After at least 15 years of procrastination, Lebanon’s first-ever comprehensive competition legislation was finally signed into law by President Michel Aoun last week. The law, which civil society groups and the international community have demanded for decades, purports to liberate Lebanon’s private sector from control by politically connected cartels.
Ideally, a strong competition law and regulatory authority would ensure that new companies do not face unfair barriers to entering Lebanese markets. Unreasonable barriers include collusion amongst cartels to fix market prices, dominate access to government permits, and manipulate supply and demand. An ideal commercial environment allows businesses to compete to deliver products that are cheaper and higher quality – lest they lose customers to a rival company.
This scenario has not existed in Lebanon for many years. In 2003, the country’s latest comprehensive market competition study found that half of Lebanon’s domestic markets are either monopolistic (dominated by one company) or oligopolistic (dominated by several companies). Free from proper competition regulation, these commercial groups have worked together to maintain high prices for products as disparate as fuel, cement, and potatoes.

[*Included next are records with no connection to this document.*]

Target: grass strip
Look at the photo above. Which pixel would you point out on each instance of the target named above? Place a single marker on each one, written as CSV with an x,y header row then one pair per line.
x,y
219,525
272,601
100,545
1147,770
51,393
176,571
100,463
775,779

Aware of these realities, parliamentarians hailed the competition law’s enactment as a new chapter for Lebanon. Yet these public comments are mainly intended for foreign rather than Lebanese ears, according to Myriam Mehanna, a lawyer and senior researcher at Universite Saint-Joseph de Beyrouth.
“There has been pressure on the Lebanese authorities to pass the competition law since the 2000s,” she explained. “It is a major condition of the International Monetary Fund and major nations […] to show that (Lebanon) is serious about reform.”
Unfortunately, Mehanna holds out little hope for improved market competition under the new legislation. “If anyone manages to get even one indictment (for anti-competitive practices), it will be heroic,” she predicted.
A (kind of) independent regulator
Considerable doubt looms over the National Competition Authority, which Article 25 tasks with “monitoring free market competition” and “supporting the competitive performance of markets.” Most countries rely on regulatory authorities to enforce competition laws; but doing so requires independence from political interference – an asset that the National Competition Authority will probably lack.
Mehanna highlights the membership requirements for the Competition Board, which leads the National Competition Authority’s operations. The competition law reserves places for judges, lawyers, and even members of the Chambers of Commerce, Industry, and Agriculture – but not for Lebanon’s long-suffering consumers.
“There is no seat for a consumer rights expert, but [the competition law] gives seats to the Chambers,” Mehanna stressed. “And we know whose interests they have defended over the past 30 years.”
Instead, appointments to the authority will have to be suggested by the competent minister—that is the justice minister for judges and the economy and trade minister for chambers. Then the cabinet, with all its infighting, will appoint the members of the authority. And there’s a catch: appointments need to come from either the director general level of the competent ministry or one occupational grade lower—positions that are customarily the result of sectarian horse trading between traditional powers in Lebanon. To boot, the authority itself will not be able to get off the ground until it is fully funded through a specific allocation in the national budget (which has yet to be passed), or foreign funding for its activities. Only then, can the authority start its work as the ‘independent’ regulator of competition in the country.
Fellow lawyer Zeina Jaber highlights the National Competition Authority’s institutional status as a glaring opening for political steering. Article 24 places the regulator under the ‘tutelage’ of the Ministry of Economy & Trade, to which it must report to. That said, while the authority must report to the ministry, in theory at least, the ministry cannot veto its decisions.
“It looks independent, but technically it is not,” argued Jaber. “We already have a lot of examples of bodies being led under the tutelage of ministries.”
In this sense, the new regulator faces the same independence crisis as the Consumer Protection Authority, which also operated under the Ministry of Economy & Trade’s tutelage. Throughout the Consumer Protection Authority’s existence, the body has struggled to secure funding and effectively break anti-competitive behaviour by Lebanon’s cartels.
Ink cannot change history
The new legislation does create basic offences for anti-competitive practices and agreements, which involve companies abusing a dominant position in the relevant sector, price fixing, stockpiling, collusion on government bids, obstructing products from entering the market, and exchange of sensitive information. Yet the market’s current structure suggests that the National Competition Authority will need dogged determination to make true inroads into Lebanon’s cartel-ridden economy.
Zuhair Berro, head of the Consumer Protection Association, highlights the challenge’s enormity through Lebanon’s cement production industry. Over decades, three companies have controlled the Lebanese market, enjoying exclusive access to government permits and benefiting from high tariffs that block competition from foreign producers.
Under the new legislation, Lebanon’s three cement cartel members clearly control over 40% of the market – an illegal “dominant position,” as per the law. Yet forcing the companies to comply with the competition law will be another matter entirely, given the cement cartel’s deep ties to Lebanese politicians.